Umarım kendimi ifade edebilmişimdir.
Link to comment
Sosyal ağlarda paylaş

Dışardan veya içerden olan şey değişiklik değil, sisteme verilen "perturbasyon". Bahsettiğin tüm olaylar, 2. dünya savaşı olsun, fransız ihtilaline sebep olan nedenler olsun halka dışardan uygulanmış ve o anda var olan yerel (zamansal açıdan yerel) dengeyi aniden ve kuvvetlice bozan şeyler.

Benim tepeden inme değerler dediğim şey kuşak ardı kuşağa zorla değerleri kabul ettirmek değil zaten bazı konseptleri halka yaymak ve gelecek kuşakların bunu sindirmesini sağlamaya çalışmak.

Diğer yandan zaten Sorisin de aklında olan şey bir çeşit tepeden inmenin yavaş uygulaması, senin dediğinden çok daha farklı muhtemelen. Soris halkın kendi üretmesinden falan bahsediyor ama itici kuvvet olarak ortaya güçlü organizasyonları sokuyor pek tutarlı değil. Senin dediğini anlıyorum, halkın bu değerler için kendi savaşını verecek hale gelecek kadar büyük bir değişiklik olması lazım diyorsun ama bence toplumda yerleşmiş bir takım evrensel değerler hali hazırda olmadan bu olmaz daha ziyade sivil savaş çıkar gibi geliyor bana, bkz arap baharı. Yani şu halde bu ülkede evrensel bir değer için savaş vermeye oraya çıkacak her insan için bir de "ülkemizde ahlaksızları istemiyoruz" diye onlara dalacak insan olduğu sürece dediğin şeyin olması zor, özellikle politik partiler bu farklılıkları sömürüp insanları birbirine düşürmeye çalışıyorken. Hükümet bir grup insanın yanında gözüküp onları arkadan gazlayıp sanki onların değerlerini savunuyormuş gibi yapmaya devam ettikçe asla bir bütün olarak bu değerler için savaş verilebileceğini sanmıyorum, bkz Suriye.

said:
. Ekonomik ve siyasi anlamda gücü elinde bulunduran bir organizasyonun bunu yapması 50-100 seneyi bulur. Her doğru her yere uymaz. Ekonomik ve siyasi anlamda gücü nasıl akılları ve gönülleri ikna ederek ele geçiremezsen öbür türlüde halkı zor kullanarak ikna edemezsin.
Link to comment
Sosyal ağlarda paylaş

Düşüncelerimizde temel olarak bir fikir ayrılığı yok. Ben zaten bir savaştan, veya savaş olsa dahi bunun bahsettiğimiz şekilde bir başarıya ulaşma ihtimalinden bahsetmiyorum. Aksine öyle bir şeyi göremeyeceğimden eminim. O bilinç temeli sağlam bir şekilde gelişmediği sürece, tekrar başa saracak çünkü, bunu biliyorum.

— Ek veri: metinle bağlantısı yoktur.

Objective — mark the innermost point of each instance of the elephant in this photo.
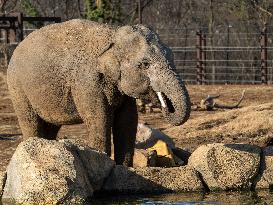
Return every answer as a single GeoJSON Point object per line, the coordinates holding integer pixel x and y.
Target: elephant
{"type": "Point", "coordinates": [81, 71]}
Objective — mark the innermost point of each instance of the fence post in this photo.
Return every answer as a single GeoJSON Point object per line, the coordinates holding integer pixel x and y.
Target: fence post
{"type": "Point", "coordinates": [203, 57]}
{"type": "Point", "coordinates": [264, 70]}
{"type": "Point", "coordinates": [199, 57]}
{"type": "Point", "coordinates": [20, 26]}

Sen bu değerleri, bir toplumsal proje olarak uzun vadede yaymayı planlasan ve uygulamak için her gereksinime sahip olsan dahi, şu anda içe içe geçmiş dünya ilişkileri nedeniyle başarılı olamazsın. Sadece insanları yönlendirmek için bir plan yaptığını duyurarak, bazı insanları kışkırtsalar ve bu insanlara bazı şeyler vaad etseler, planın büyük ihtimalle başarısız olur.

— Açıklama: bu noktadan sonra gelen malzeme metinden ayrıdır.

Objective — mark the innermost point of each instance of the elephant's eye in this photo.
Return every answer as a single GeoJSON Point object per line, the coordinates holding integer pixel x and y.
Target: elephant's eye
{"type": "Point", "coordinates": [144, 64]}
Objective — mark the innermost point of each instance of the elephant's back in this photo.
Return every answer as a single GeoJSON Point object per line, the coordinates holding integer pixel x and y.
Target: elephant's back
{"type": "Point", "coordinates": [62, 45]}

Bakış açımızdaki fark senin daha umutla yaklaşımın ve insanları yönlendirebileceğini düşünmen.
Ben, insanların yönlendirilmeden, o değerleri, kendisinin farketmesinin çok daha etkili ve tek kalıcı yöntem olduğunu düşünüyorum sadece. Hatta böyle olduğunda bile farkındalıklarını yitirme olasılığı var diyorum. Yapılabilecek bir şey olduğunu düşünmüyorum bu konuda.
Link to comment
Sosyal ağlarda paylaş

insanları yönlendirmek denmez ona bazı konseptlere maruz bırakıp gelecek kuşakların bunları düşünmesi için ortam yaratmak asıl kritik nokta. ha bunu eğitimle desteklediğin zaman o zaman bu yönlendirmek olur tabi bunu yapıp yapmayacağın halkın nabzına göre karar verilecek bir şey.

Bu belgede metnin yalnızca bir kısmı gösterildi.